Portals and the Other Worlds in Between

Now, we’re going there. “There” being the “great beyond”. We’ve talked spaces. Real brick and mortar buildings in Seattle. (Read about our search here). We’ve talked places. Inspirational attractions from East Coast (here) to West (here). We’ve talked games. Cracking puzzles that change the narrative. Now, let’s talk alternate realities.

“Imagine a crack.

A carefully scratched jagged line in polished stone.

A peeled and stained curl in a formica desktop.

A crumbling split in dusty concrete at your feet.”

There are portals. They come in many forms. There are natural ones like harbors and caves and ones made by human hands like an arch or a tunnel. They can be unlocked and free to access or guarded and require a passport. Portals can charge a toll. That toll can be paid in money or in something more personal. They can be uplifting, transformational, and the means to a new beginning, but they can also be cloaked in shadows and marked with regret. These portals signify that something has gone forever.

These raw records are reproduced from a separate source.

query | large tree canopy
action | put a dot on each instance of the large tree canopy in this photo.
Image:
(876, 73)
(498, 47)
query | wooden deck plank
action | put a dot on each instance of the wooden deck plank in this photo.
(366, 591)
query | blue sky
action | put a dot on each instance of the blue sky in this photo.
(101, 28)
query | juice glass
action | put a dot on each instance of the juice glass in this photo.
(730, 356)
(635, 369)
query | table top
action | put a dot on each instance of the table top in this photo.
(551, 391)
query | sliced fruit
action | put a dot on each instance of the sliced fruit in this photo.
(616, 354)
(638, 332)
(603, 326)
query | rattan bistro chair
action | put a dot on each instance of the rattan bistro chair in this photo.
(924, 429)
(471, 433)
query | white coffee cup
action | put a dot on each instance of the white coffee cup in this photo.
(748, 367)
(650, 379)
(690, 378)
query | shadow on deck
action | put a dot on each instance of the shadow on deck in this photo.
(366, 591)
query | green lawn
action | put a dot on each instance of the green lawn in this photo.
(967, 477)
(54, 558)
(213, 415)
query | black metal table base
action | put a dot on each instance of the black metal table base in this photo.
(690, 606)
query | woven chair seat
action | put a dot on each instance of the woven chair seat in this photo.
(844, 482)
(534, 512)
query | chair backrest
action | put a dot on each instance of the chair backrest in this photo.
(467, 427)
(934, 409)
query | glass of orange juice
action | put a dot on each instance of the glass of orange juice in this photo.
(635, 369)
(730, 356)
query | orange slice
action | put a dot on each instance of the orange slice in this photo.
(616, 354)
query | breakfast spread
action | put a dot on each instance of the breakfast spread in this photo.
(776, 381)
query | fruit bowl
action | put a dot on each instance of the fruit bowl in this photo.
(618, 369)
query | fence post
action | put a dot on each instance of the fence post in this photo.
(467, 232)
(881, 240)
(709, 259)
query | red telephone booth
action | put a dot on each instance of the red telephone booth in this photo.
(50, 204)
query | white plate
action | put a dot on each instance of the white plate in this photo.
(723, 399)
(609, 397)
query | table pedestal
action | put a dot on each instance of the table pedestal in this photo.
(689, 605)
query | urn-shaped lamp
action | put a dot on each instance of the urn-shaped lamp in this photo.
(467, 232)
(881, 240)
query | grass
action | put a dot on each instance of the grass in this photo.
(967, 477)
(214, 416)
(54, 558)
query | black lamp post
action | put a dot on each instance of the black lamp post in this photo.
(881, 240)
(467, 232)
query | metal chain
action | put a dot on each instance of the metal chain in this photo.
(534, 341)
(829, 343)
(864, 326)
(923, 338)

 Artists have managed to open portals.  Once inside you become enveloped in another standard of rules and even though the outside world remains, just within the flip book of thoughts, “I need to call my mother”, “where did I leave that card”, “I need bananas for breakfast tomorrow”. The familiar fades and another sense of direction takes over. Then, we know we are somewhere else- an alternate reality.

Twice, lately, I’ve experienced this vertigo. The first...

Photo Credit: Yaniv Schulman

Sleep No More. Chelsea, NYC.

I’m wandering an abandoned asylum on the 4th floor of The McKittrick Hotel in Chelsea, New York. The floor is complete with a turn of the century operating room, a collection of bloody bathtubs, and a maze of birch trees. I am standing in a small office flipping through a log book of patients looking for a clue to what happened in this place. I decide it’s time to leave and descend the stairs. But my path is blocked. A nurse in her white uniform with red piping ascends the stairs with a small crowd of masked ghosts following behind her. I stop, stand aside to let the gang pass, and do a 180 to join at the back. We crowd into the receptionist’s office where a cloud of loose pages hugs the ceiling like a cloud trying to escape. The nurse takes a seat at the desk. She opens the log book I had been pawing only a minute before, pauses over a name, makes a notation or two, and looks up with a red-lipped grin acknowledging us for only an instant as if we are only notions before closing the book, returning it the desk drawer, and heading on from the office to eventually meet another nurse in the maze of trees. They begin a silent argument of indignations and petulant gestures that turn into a dance until the nurse I followed from the office pirouettes to leave only to collapse backwards into the arms of the others and drapes to the ground. All the while we, the audience, hover on the edges staring through the branches, silenced.

Photo Credit: Yaniv Schulman

We, the audience, wander The McKittrick Hotel, the site of Sleep No More, in our white masks that turn each of us into a voyeuristic ghost in search of a story. They tell us it’s “Macbeth through a Hitchcock lens” whatever that is, though I guess in some way we do know what it is and like it. We believe we know the story of betrayal and murder and ultimate hubris, and we know that “something wicked this way comes” as we wander the halls, but we do not know what portion of the story we will stumble upon at one moment or when we may be implicated. We pass from one diorama to another searching for meaning, a clue to which way to wander, a direction from a performer or a written note that clearly tells what is happening, but we look in vain. We stand amongst dried herbs and moldering taxidermy, read case files and stare at photos of murder scenes looking for the thread of a story, feeling it press down all around, whispering in our ear, “I promise you’ll get it next time.”

And this is one type of Alternate Reality. A Liminal Space. Bold and dark and dripping with passion.